We denote by $I=\langle g_1,g_2,\dots ,g_{19},g_{20}\rangle$ the ideal generated by polynomials (15). Since computations based on the Elimination Theorem are very laborious, to simplify them we consider separately the cases $h_{000}=1$ and $h_{000}=0$, that is, we look separately for invariant curves $f=0$ not passing and passing through the origin, so from now on in this section we assume that $h_{000}=1$.

To find Darboux polynomials of system (4) of degree two, we have to determine for which values of parameters ${\alpha }_i,{\beta }_i$ ($i=1,2,3$) system (15) has a solution with at least one of coefficient $h_{200},h_{002},h_{011},h_{020},h_{101},h_{110}$ different from zero.

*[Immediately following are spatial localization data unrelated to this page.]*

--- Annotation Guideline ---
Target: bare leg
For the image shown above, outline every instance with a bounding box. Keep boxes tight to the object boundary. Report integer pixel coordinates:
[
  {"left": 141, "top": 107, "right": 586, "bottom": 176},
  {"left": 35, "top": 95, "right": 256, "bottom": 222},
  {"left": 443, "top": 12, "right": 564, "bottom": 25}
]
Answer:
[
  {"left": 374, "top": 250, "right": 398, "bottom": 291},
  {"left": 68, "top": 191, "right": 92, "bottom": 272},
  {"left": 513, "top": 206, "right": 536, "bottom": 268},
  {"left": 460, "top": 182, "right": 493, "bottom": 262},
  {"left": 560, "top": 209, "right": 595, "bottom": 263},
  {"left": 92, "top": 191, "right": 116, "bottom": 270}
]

To satisfy this condition we have six options that can be written in polynomial forms as

$$\begin{array}{c}\hfill 1-w{h}_{200}=0,1-w{h}_{110}=0,1-w{h}_{101}=0,\\ \hfill 1-w{h}_{020}=0,1-w{h}_{011}=0,1-w{h}_{002}=0,\end{array}$$

(16)

respectively (where w is a new variable). For instance, to find systems of the form (4) which have surfaces with $h_{200}\ne 0$, we can compute (for example, with the routine eliminate of the computer algebra system Singular [21]) the 13th elimination ideal of the ideal $I^{\left(1\right)}=\langle I,1-w{h}_{200}\rangle$, in the ring $\mathbb{Q}[w,c_0,c_1,c_2,c_3,h_{001},h_{002},h_{010},h_{011},h_{020},h_{100},h_{101},h_{110},{\alpha }_1,{\beta }_1,{\alpha }_2,{\beta }_2,{\alpha }_3,{\beta }_3]$. Denote this elimination ideal by $I_{13}^{\left(1\right)}$ and its variety by $V_1$ (that is, $V_1=\mathbf{V}(I_{13}^{\left(1\right)})$). Proceeding analogously we find the other five elimination ideals $I_{13}^{\left(2\right)},\dots ,I_{13}^{\left(6\right)}$ corresponding to the other cases of Equation (16). Denote the corresponding varieties $V_2=\mathbf{V}(I_{13}^{\left(2\right)}),\dots ,\mathbf{V}(I_{13}^{\left(6\right)})$. It is clear that the union $V=V_1\cup \dots \cup V_6$ of these six varieties contains the set of all systems (4) having invariant surfaces of the form (12) not passing through the origin. To compute the irreducible decomposition of the variety V it is sufficient to compute the ideal $J=I_{13}^{\left(1\right)}\cap \cdots \cap I_{13}^{\left(6\right)}$, which defines the variety $V=V_1\cup \dots \cup V_6$ and then to find the irreducible decomposition of V. The intersection of ideals can be computed with the routine intersect of Singular, and the irreducible decomposition of V can be found with the routine minAssGTZ [22], which is based on the algorithm of [23]. Theoretically, such computations should give all systems in family (4) having invariant surfaces of degree two. However all the routines eliminate, intersect and minAssGTZ rely on computations of many Gröbner bases, and such computations can be rarely completed when computing over the field $\mathbb{Q}$ of rational numbers for polynomials in many variables. To be able to complete our computations, we computed in the field of the finite characteristic 32003 and then lifted the resulting ideals to the ring of polynomials with rational coefficients using the rational reconstruction algorithm of [24] (a Mathematica code for the algorithm can be found in [25]).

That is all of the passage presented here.